Les vraies données budgétaires du pays ne sont d’ailleurs pas connues, et (comme le montre le cas espagnol, où beaucoup de dépenses publiques ont été masquées et retardées par l’Etat), il y a fort à parier que les finances publiques françaises soient elles aussi dans un état beaucoup plus désastreux encore qu’on ne le dit : on se réveillera sans doute au lendemain du 6 mai, en un moment de vérité, avec une situation désastreuse, que les marchés, c’est-à-dire nos préteurs, s’empresseront de nous faire sentir.
A mon sens, pour tenir les modestes objectifs annoncées par les principaux candidats (un équilibre budgétaire à la fin du prochain mandat présidentiel), il faudra trouver au moins 20 milliards en 2012 et 30 milliards en 2013. Cela exigera des économies intolérables, des hausses d’impôts considérables et la disparition de la plupart des niches fiscales. Les unes et les autres ne pourront pas ne pas concerner toute la population, et pas seulement les plus hauts revenus ou les plus grandes fortunes.

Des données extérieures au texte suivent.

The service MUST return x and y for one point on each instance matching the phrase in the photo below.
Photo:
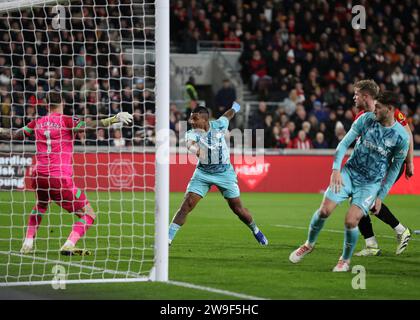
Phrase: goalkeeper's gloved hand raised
(124, 117)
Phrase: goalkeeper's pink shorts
(62, 190)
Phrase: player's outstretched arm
(232, 111)
(123, 117)
(354, 132)
(193, 148)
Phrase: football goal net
(104, 57)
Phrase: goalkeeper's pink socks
(79, 228)
(34, 221)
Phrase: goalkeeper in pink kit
(52, 178)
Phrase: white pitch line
(176, 283)
(224, 292)
(331, 230)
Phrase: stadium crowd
(306, 56)
(300, 58)
(84, 61)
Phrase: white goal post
(104, 56)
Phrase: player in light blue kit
(206, 139)
(366, 177)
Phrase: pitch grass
(214, 249)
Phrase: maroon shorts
(59, 189)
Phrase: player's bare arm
(232, 111)
(193, 147)
(336, 182)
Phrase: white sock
(68, 243)
(371, 242)
(399, 229)
(29, 242)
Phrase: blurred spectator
(224, 98)
(302, 141)
(320, 142)
(101, 139)
(259, 75)
(117, 139)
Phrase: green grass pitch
(214, 249)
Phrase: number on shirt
(48, 137)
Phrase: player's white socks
(400, 229)
(173, 229)
(29, 242)
(253, 227)
(371, 242)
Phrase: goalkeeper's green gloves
(124, 117)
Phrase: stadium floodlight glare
(104, 56)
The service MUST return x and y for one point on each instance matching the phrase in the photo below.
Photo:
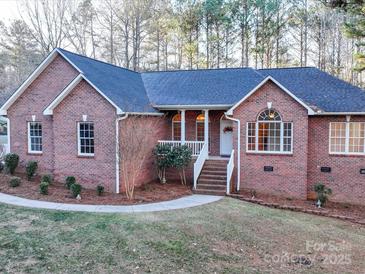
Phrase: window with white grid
(269, 134)
(347, 138)
(34, 137)
(86, 138)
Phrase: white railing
(195, 146)
(199, 163)
(230, 167)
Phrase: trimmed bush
(323, 193)
(31, 169)
(47, 178)
(75, 190)
(43, 188)
(11, 162)
(100, 190)
(70, 180)
(14, 182)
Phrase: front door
(226, 137)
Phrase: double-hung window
(347, 138)
(85, 138)
(34, 137)
(269, 134)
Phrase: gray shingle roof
(122, 86)
(138, 92)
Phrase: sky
(8, 10)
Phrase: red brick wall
(190, 128)
(345, 180)
(289, 177)
(89, 171)
(150, 129)
(32, 102)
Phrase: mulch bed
(148, 193)
(349, 212)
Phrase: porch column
(206, 127)
(182, 127)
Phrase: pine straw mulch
(148, 193)
(344, 211)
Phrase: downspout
(238, 149)
(117, 184)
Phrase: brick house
(276, 131)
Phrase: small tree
(322, 193)
(163, 155)
(181, 159)
(138, 136)
(11, 162)
(31, 169)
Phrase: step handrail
(199, 163)
(230, 167)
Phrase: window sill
(347, 154)
(86, 156)
(34, 153)
(270, 153)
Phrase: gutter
(238, 149)
(117, 158)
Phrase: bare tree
(138, 137)
(46, 19)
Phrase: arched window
(200, 127)
(176, 127)
(269, 133)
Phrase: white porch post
(183, 126)
(206, 127)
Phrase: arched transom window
(176, 127)
(269, 133)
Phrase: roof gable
(269, 78)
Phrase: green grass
(229, 236)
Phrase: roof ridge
(199, 69)
(297, 67)
(100, 61)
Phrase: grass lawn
(229, 236)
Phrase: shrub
(31, 169)
(11, 162)
(322, 193)
(47, 178)
(43, 188)
(14, 181)
(75, 189)
(70, 180)
(100, 190)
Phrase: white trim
(310, 111)
(238, 149)
(347, 140)
(79, 153)
(117, 158)
(69, 88)
(30, 151)
(193, 107)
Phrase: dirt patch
(151, 192)
(356, 212)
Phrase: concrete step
(211, 186)
(211, 181)
(213, 176)
(210, 192)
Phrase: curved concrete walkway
(184, 202)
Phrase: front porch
(209, 135)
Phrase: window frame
(173, 127)
(79, 153)
(281, 140)
(347, 140)
(30, 151)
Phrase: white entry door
(226, 138)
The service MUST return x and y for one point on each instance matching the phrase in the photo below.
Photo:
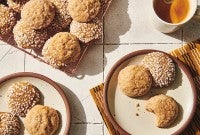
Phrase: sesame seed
(87, 32)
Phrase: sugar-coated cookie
(38, 13)
(161, 67)
(87, 32)
(62, 49)
(21, 97)
(9, 124)
(83, 10)
(42, 120)
(134, 80)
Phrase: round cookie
(54, 27)
(162, 68)
(42, 120)
(134, 80)
(38, 13)
(7, 20)
(9, 124)
(165, 108)
(21, 97)
(16, 5)
(63, 48)
(63, 16)
(87, 32)
(83, 11)
(28, 38)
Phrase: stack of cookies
(23, 99)
(156, 70)
(57, 28)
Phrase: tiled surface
(127, 28)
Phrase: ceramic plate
(52, 94)
(128, 115)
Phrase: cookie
(161, 67)
(28, 38)
(54, 27)
(63, 16)
(134, 80)
(21, 97)
(62, 49)
(9, 124)
(87, 32)
(42, 120)
(165, 108)
(16, 5)
(7, 20)
(83, 10)
(38, 14)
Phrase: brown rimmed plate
(128, 115)
(53, 96)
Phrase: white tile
(83, 129)
(91, 71)
(129, 21)
(11, 60)
(113, 54)
(191, 31)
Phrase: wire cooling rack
(71, 68)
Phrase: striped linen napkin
(190, 55)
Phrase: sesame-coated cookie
(16, 5)
(83, 10)
(42, 120)
(21, 97)
(87, 32)
(54, 27)
(134, 80)
(7, 20)
(63, 48)
(38, 13)
(165, 108)
(9, 124)
(28, 38)
(161, 67)
(62, 13)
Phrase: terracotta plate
(128, 115)
(52, 94)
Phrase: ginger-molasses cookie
(42, 120)
(62, 13)
(7, 20)
(83, 10)
(9, 124)
(28, 38)
(21, 97)
(87, 32)
(16, 5)
(61, 49)
(161, 67)
(165, 108)
(38, 13)
(134, 80)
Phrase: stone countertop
(127, 28)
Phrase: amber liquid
(174, 12)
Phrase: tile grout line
(24, 62)
(103, 48)
(182, 34)
(136, 43)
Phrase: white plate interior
(124, 109)
(50, 97)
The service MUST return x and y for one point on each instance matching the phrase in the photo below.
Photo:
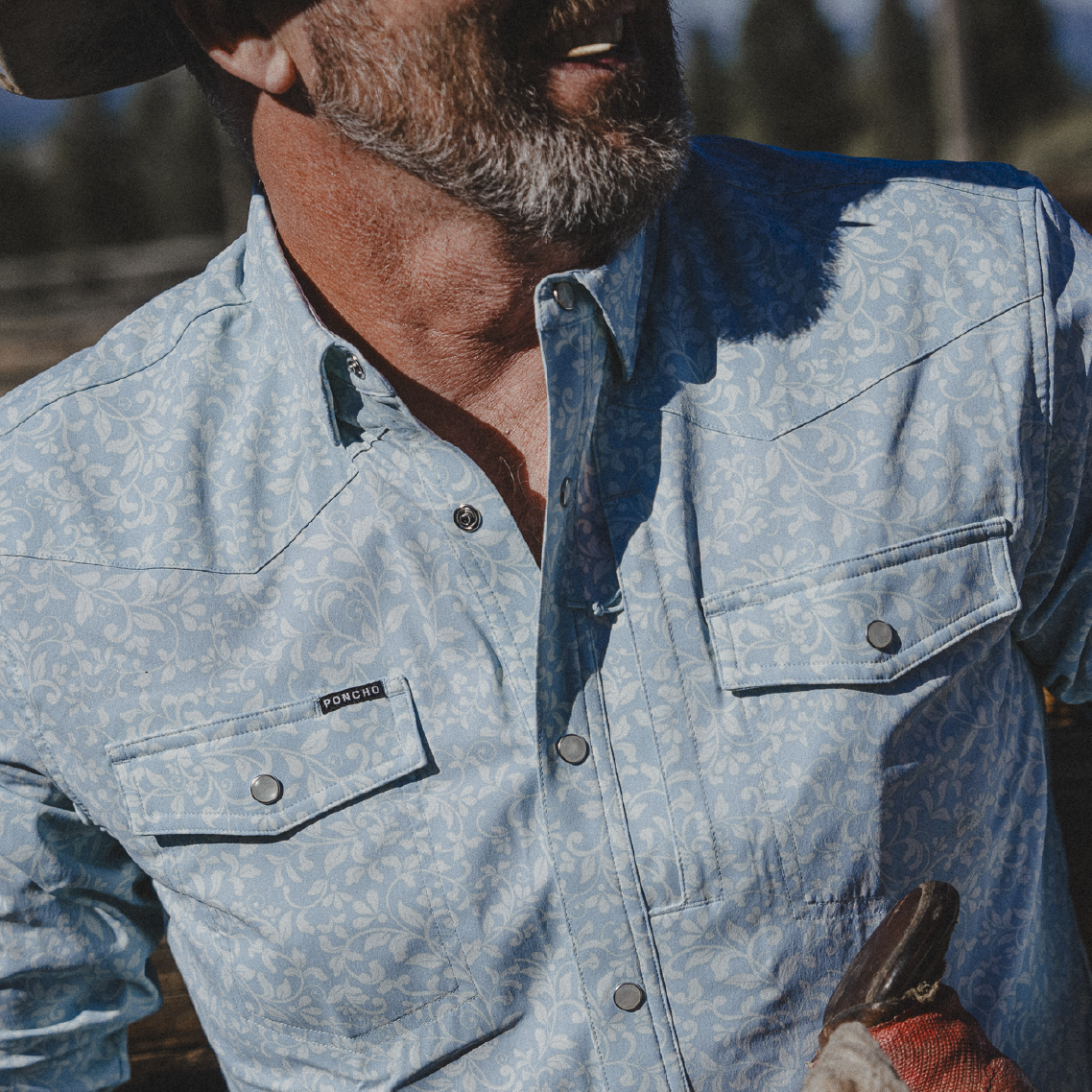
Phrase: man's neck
(439, 297)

Mais, et c’est là ce qui est le plus révélateur dans cette situation : quoi qu’on fasse pour réduire la dette publique (effrayer les entrepreneurs par des impôts très lourds, pénaliser les plus pauvres en réduisant les dépenses sociales, matraquer la consommation, diminuer les investissements publics) aura inévitablement un impact très négatif sur la croissance, qui est pourtant la seule solution durable au chômage et à l’endettement.
Il est donc urgent de réfléchir non plus en termes de réduction de la dette publique mais de relance de la croissance. En termes de réduction de la pauvreté et non de sanction de la richesse.

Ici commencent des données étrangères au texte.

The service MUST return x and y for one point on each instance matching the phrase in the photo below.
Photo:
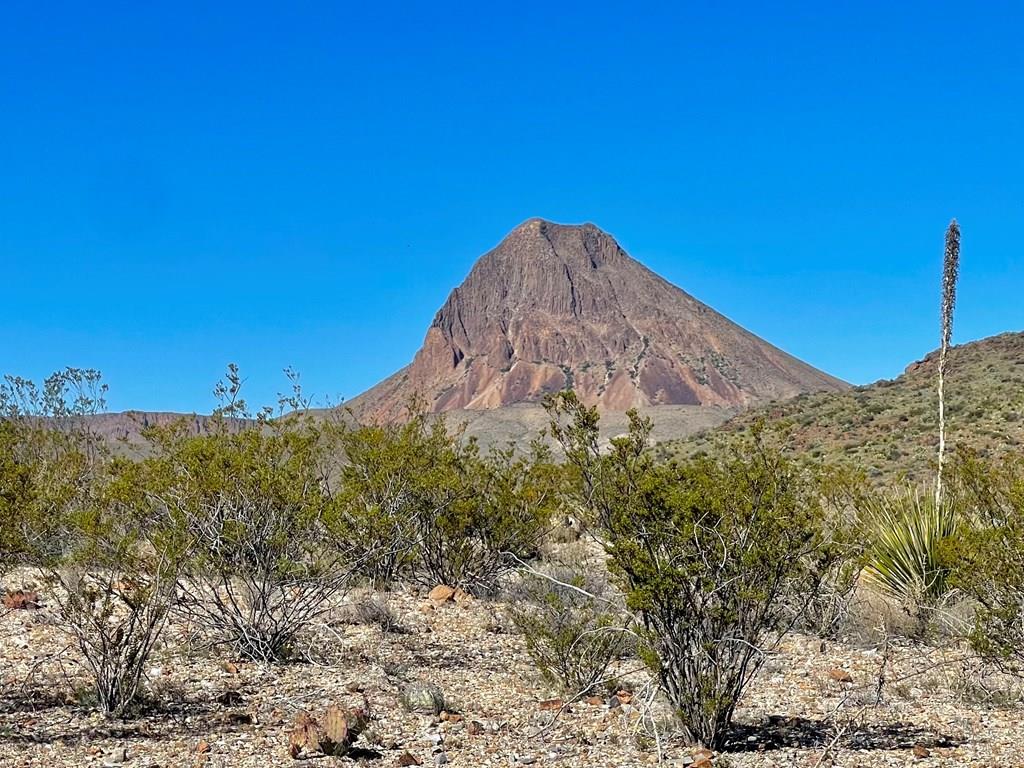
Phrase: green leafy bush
(416, 502)
(75, 515)
(248, 504)
(501, 511)
(573, 632)
(712, 555)
(393, 475)
(986, 561)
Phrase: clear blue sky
(186, 184)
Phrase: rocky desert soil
(813, 704)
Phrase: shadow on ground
(781, 732)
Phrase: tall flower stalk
(950, 271)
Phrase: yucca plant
(906, 529)
(950, 272)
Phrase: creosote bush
(573, 629)
(249, 504)
(76, 515)
(416, 502)
(711, 554)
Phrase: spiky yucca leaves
(950, 271)
(906, 530)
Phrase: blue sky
(187, 184)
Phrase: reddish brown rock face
(556, 306)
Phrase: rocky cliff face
(556, 306)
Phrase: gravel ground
(812, 705)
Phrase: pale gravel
(486, 676)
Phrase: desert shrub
(392, 476)
(417, 502)
(824, 607)
(79, 519)
(986, 561)
(248, 502)
(712, 555)
(572, 629)
(502, 510)
(906, 529)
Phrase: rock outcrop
(556, 306)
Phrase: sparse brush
(572, 637)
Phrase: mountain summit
(555, 306)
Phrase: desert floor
(811, 705)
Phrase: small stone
(22, 600)
(441, 594)
(841, 676)
(424, 697)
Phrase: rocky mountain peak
(554, 306)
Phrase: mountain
(890, 428)
(555, 306)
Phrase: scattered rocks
(841, 675)
(441, 594)
(22, 600)
(423, 697)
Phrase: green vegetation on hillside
(888, 429)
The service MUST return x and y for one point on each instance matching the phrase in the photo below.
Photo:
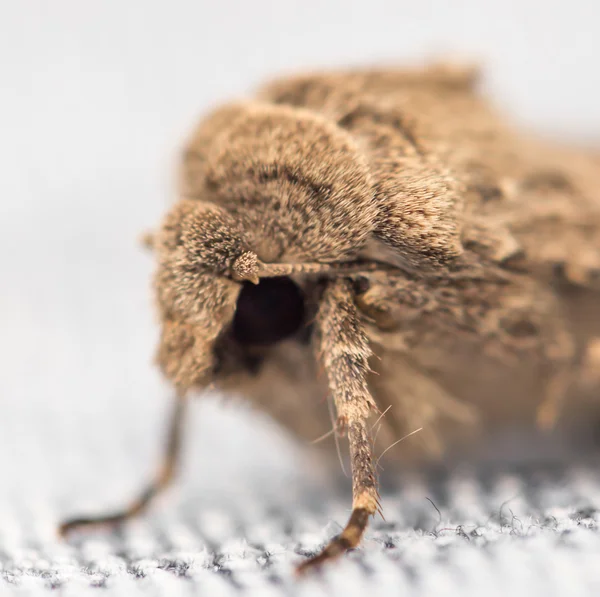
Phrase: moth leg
(165, 475)
(344, 353)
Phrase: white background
(95, 97)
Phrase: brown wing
(431, 136)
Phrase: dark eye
(268, 312)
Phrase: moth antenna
(271, 270)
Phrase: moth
(386, 239)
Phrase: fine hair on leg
(344, 352)
(164, 476)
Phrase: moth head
(222, 306)
(219, 303)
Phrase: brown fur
(449, 264)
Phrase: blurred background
(95, 99)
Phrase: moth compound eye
(268, 312)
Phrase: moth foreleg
(344, 353)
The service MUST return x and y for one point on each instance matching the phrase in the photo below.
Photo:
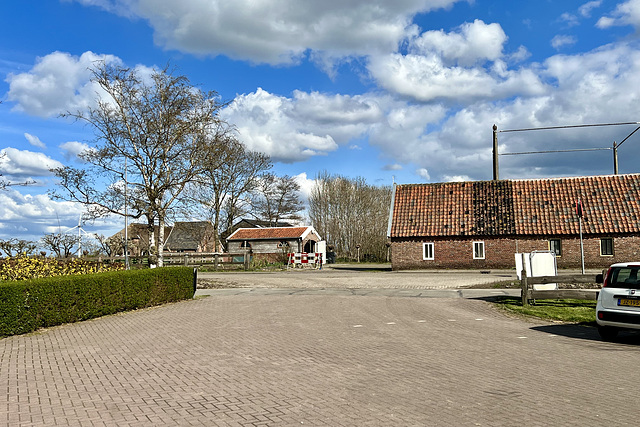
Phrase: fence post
(523, 283)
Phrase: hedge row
(39, 303)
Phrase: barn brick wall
(499, 252)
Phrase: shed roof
(517, 207)
(271, 233)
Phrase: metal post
(126, 218)
(523, 282)
(496, 175)
(581, 246)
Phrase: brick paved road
(270, 358)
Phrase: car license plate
(629, 302)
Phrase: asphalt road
(320, 357)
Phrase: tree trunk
(160, 240)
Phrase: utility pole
(496, 175)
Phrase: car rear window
(625, 277)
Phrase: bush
(25, 267)
(39, 303)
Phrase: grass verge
(565, 310)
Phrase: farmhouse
(483, 224)
(273, 243)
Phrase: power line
(556, 151)
(571, 126)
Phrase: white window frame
(479, 243)
(424, 251)
(612, 247)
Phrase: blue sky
(403, 90)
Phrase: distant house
(271, 243)
(195, 236)
(251, 223)
(483, 224)
(181, 237)
(138, 236)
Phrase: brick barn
(271, 244)
(482, 224)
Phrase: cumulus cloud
(595, 87)
(471, 43)
(627, 13)
(423, 173)
(308, 124)
(71, 149)
(278, 31)
(30, 216)
(59, 82)
(561, 41)
(461, 66)
(34, 140)
(586, 9)
(24, 163)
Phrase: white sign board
(538, 263)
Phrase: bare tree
(349, 213)
(277, 199)
(160, 126)
(14, 247)
(230, 173)
(59, 243)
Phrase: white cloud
(30, 216)
(306, 125)
(595, 87)
(24, 163)
(626, 13)
(71, 149)
(59, 82)
(586, 9)
(277, 31)
(34, 140)
(460, 66)
(306, 185)
(423, 173)
(561, 41)
(473, 43)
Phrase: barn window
(427, 251)
(478, 250)
(606, 246)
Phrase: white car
(618, 304)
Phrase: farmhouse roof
(517, 207)
(188, 235)
(283, 233)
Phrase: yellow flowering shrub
(27, 267)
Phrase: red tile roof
(269, 233)
(519, 207)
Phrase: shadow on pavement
(360, 268)
(588, 333)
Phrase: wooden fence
(188, 259)
(528, 293)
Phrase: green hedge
(39, 303)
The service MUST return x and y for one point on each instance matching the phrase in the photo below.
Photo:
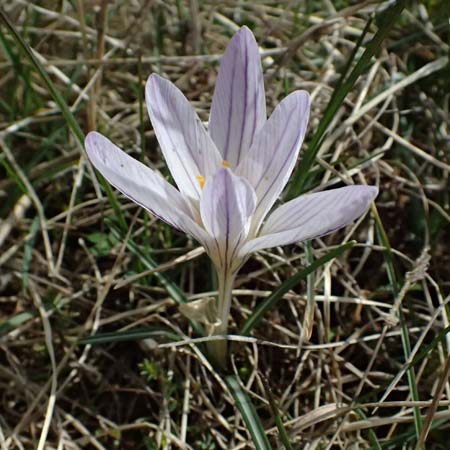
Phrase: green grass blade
(375, 444)
(149, 263)
(248, 412)
(62, 105)
(277, 295)
(387, 20)
(393, 279)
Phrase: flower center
(201, 178)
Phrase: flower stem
(217, 349)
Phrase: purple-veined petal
(269, 162)
(187, 147)
(142, 185)
(238, 109)
(312, 215)
(226, 206)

Et pour y parvenir, le nouveau président n’échappera pas à trois actions d’urgence.
Commanditer, sans doute à la Cour des Comptes, un audit des finances publiques, pour qu’on sache vraiment, objectivement, au plus vite, l’ampleur de la rigueur nécessaire.
Relancer au plus vite toutes les réformes de structure porteuses de croissance, parfaitement identifiées, mais qui n’ont pas été mises en oeuvre, parce qu’elles remettent en cause des intérêts particuliers aujourd’hui très puissants.
Proposer un saut vers un fédéralisme européen, seul moyen de financement sain de grands investissements porteurs de croissance.